Educating Archie
- Peter Brough and his doll Archie Andrews
- Genre: Comedy radio
- Country of origin: United Kingdom
- Language: English
- Home station: BBC Radio 4
- TV adaptations: Educating Archie (1958–1959)
- Starring: Peter Brough Archie Andrews
- Original release: June 1950 – February 1960

= Educating Archie =

British radio comedy show (1950–1960)

Educating Archie is a BBC Light Programme comedy show which was broadcast for nearly ten years between June 1950 and February 1960, mostly at lunchtime on Sundays. The programme featured ventriloquist Peter Brough and his doll Archie Andrews. The show was very popular, despite its unlikely central premise of a ventriloquist act on radio. Educating Archie averaged 15 million listeners, and a fan club boasted 250,000 members. It was so successful that in 1950, after only four months on the air, it won the Daily Mails Variety Award.

==Overview==
The programme introduced comedians who later became well known, including Tony Hancock as Archie's tutor, who would greet Archie with a weary "Oh, it's you again" and always replied to any put-down from him with "flipping kids". Other "tutors" included Benny Hill, Harry Secombe, Dick Emery, Bernard Bresslaw, Hattie Jacques, and Bruce Forsyth – together with a young Julie Andrews as Archie's girlfriend. Later, Beryl Reid took this role, playing the St Trinian's School-esque Monica with such catchphrases as "jolly hockey sticks" and "as the art mistress said to the gardener". Reid also played young Brummie girl Marleen, whose catchphrase was "Good evening, each".

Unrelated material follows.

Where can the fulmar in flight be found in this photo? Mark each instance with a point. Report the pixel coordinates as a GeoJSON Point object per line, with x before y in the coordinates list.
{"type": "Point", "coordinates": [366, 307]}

Max Bygraves later played Archie's tutor, with the catchphrases "I've arrived, and to prove it, I'm here" and "That's a good idea ... son!". The duo recorded two songs from the show on the His Master's Voice label: "The Dummy Song" and "Lovely Dollar Lolly".

Archie's the Boy was a spin-off series that aired from November 1954 to March 1955. The series ran for twenty half-hour episodes broadcast on the BBC Light Programme. It starred Peter Brough, Beryl Reid, Benny Hill, and Graham Stark.

== ITV sitcom adaptation ==

In 1958, Educating Archie was adapted as a television sitcom produced by the ITV company Associated-Rediffusion and broadcast under the same name. This version, which was broadcast in 1958–9, featured the ventriloquist's dummy Archie Andrews taking on a life of its own, talking and walking all over its creator Peter Brough, aided and abetted by a housekeeper played by Irene Handl, a non-paying lodger played by Freddie Sales (later Ray Barrett), and a jack-of-all-trades played by Dick Emery.